Near the end of the book, the author tries to draw out of Huang some predictions on the possible negative outcomes of AI advancement. Huang replies, “Well, ask yourself, when the marginal cost of doing math goes to zero, then what do you do?’ he said.”

“We invented agriculture and then made the marginal cost of producing food zero. It was good for society! We manufactured electricity at scale, and it caused the marginal cost of chopping down trees, lighting fires, carrying fires and torches around to approximately zero, and we went off to do something else. And then we made the marginal cost of doing calculations–long division! We made it zero!” He was yelling now. “We make the marginal cost of things zero, generation after generation after generation, and this exact conversation happens every single time!”

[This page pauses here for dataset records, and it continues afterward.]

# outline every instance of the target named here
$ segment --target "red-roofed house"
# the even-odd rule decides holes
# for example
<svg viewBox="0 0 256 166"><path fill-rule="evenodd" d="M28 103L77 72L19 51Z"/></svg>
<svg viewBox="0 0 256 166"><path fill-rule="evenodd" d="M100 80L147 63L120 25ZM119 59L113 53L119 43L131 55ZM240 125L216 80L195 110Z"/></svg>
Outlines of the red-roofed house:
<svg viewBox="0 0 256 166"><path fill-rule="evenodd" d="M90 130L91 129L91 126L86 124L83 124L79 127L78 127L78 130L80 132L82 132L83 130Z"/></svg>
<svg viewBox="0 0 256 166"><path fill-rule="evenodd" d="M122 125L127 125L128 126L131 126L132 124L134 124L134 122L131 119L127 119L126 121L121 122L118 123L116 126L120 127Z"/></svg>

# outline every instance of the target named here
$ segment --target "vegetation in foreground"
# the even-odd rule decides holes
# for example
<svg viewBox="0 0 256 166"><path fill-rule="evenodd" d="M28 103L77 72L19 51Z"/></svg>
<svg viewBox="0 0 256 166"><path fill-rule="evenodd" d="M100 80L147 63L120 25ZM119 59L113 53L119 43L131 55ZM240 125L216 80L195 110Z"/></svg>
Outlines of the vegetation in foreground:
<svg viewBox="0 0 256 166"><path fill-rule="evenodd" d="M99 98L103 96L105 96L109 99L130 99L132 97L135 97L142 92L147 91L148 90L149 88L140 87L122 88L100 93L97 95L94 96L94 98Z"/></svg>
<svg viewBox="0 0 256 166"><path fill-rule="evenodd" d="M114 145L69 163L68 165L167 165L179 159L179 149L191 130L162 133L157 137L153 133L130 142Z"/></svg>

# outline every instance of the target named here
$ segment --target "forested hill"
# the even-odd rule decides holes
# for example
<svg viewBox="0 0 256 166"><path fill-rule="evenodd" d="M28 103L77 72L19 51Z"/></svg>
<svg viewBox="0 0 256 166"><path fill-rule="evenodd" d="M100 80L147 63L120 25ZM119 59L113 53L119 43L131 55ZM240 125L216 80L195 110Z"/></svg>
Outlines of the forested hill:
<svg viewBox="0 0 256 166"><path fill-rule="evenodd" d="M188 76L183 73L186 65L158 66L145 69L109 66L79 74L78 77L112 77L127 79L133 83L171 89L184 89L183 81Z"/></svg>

In short, whatever detrimental side effects arise out of AI’s growth are not Nvidia’s or Huang’s direct concern.

Personally, I found the book to be a very accessible look at the microchip industry in general and Nvidia in particular. There are occasional deep dives into technical descriptions that might cause non-technical readers’ eyes to glaze over. Still, for someone like me, I found it refreshing that the author delved into the underlying technological advancements that spurred this innovation.